The loss or inactivation of RB1 function results in a significant 1.62-fold increase in the mortality rates in patients with osteosarcoma compared with those in patients without this gene aberratios [21]. Osteosarcoma is characterised by its high potential to metastise to the lungs or other bones [31]. Mutations of the RB1 gene result in its dissociation from E2F and subsequent transcription of multiple genes involved in cell cycle progression lead to malignant transformation and the progression of osteosarcoma [32]. Metastatic osteosarcoma is typically difficult to control and known to indicate poor prognosis [33].

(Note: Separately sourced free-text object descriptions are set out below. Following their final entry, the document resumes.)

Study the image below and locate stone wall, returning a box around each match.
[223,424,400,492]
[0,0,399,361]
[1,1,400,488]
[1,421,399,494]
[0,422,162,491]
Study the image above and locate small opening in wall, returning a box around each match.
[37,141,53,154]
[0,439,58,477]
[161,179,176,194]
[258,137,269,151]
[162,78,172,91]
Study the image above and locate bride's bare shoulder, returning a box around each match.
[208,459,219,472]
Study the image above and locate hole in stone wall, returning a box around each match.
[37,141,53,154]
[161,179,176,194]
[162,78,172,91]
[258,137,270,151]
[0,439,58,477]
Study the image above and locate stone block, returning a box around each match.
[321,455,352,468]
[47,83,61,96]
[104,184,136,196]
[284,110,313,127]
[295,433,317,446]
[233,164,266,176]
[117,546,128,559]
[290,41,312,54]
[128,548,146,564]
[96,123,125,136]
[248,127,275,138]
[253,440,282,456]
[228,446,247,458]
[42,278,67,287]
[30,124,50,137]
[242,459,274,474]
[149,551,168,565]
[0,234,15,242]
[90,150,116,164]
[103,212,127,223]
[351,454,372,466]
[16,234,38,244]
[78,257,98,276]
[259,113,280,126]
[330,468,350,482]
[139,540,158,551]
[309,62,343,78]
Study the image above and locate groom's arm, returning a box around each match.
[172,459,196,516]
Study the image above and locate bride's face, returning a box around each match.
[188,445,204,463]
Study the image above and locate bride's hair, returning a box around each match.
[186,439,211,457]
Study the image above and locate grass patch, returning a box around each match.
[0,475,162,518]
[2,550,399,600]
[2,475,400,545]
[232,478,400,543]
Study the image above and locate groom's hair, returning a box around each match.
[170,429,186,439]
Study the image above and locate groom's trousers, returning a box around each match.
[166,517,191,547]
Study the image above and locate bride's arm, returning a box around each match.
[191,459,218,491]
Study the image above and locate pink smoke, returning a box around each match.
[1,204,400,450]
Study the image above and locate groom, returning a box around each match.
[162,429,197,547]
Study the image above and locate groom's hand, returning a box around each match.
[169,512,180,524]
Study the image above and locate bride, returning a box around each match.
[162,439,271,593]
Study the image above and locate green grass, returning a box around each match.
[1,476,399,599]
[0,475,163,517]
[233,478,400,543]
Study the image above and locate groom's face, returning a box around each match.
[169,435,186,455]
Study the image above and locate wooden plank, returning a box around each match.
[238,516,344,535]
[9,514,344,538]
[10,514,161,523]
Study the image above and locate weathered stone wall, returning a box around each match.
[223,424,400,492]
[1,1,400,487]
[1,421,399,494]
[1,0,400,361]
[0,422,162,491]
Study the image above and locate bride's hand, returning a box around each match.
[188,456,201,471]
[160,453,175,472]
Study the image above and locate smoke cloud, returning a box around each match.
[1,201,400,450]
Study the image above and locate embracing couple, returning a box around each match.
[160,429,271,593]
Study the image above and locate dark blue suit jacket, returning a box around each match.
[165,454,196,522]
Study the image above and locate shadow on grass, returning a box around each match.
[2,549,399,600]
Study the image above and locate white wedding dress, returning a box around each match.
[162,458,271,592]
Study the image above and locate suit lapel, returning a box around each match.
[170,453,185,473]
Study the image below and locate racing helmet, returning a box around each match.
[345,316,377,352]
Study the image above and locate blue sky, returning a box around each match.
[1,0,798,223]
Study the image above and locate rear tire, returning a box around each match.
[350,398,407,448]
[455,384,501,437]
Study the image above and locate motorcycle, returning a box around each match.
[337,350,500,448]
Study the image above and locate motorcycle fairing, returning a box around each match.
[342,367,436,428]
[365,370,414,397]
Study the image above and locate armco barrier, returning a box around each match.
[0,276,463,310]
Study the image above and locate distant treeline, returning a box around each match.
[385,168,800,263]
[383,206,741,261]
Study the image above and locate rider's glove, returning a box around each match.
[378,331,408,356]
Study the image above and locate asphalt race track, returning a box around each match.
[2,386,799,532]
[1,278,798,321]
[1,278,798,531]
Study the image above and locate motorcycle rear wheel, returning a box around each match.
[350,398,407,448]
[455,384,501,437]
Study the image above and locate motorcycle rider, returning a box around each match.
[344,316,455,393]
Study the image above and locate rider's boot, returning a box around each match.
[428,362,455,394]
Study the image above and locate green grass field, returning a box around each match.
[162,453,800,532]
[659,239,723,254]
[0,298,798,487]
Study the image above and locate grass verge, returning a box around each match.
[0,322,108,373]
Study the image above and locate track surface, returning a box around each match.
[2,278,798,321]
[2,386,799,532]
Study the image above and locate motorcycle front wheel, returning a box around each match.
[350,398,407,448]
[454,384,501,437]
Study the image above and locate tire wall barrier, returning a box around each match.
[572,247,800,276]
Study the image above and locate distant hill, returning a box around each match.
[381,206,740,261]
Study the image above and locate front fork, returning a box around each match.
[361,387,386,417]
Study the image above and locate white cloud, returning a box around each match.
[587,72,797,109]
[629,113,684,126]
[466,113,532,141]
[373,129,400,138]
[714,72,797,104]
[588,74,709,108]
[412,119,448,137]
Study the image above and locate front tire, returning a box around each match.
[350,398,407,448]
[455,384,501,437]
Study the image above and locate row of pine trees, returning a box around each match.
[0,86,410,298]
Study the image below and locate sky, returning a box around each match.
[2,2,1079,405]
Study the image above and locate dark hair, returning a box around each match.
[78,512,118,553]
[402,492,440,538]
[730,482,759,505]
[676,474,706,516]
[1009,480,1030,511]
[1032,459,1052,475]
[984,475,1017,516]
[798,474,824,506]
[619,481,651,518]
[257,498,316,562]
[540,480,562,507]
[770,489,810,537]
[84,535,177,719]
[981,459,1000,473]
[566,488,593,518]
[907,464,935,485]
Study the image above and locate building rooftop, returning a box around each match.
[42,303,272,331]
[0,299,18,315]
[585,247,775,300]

Because of the expanding number of registered Rb cases [28], the novel rare cases publication is very important to understand the molecular mechanism of this malignancy. To the best of our knowledge, this is the first report to detect this novel form of RB1mutation and synchronous MET gene mutation causing non-heritable bilateral retinoblastoma and consequential chondroblastic and osteoblastic osteosarcoma, the latter one developing pulmonary metastatses. Structural and functional prediction of the germline mutant proteins suggested an indirect parallel involvement in the pathogenesis of this uniqe series of retinoblastoma related neoplasias. The results of the 67 gene NGS panel clearly differentiated the histologically identified osteosarcoma types by two different sets of gene variants.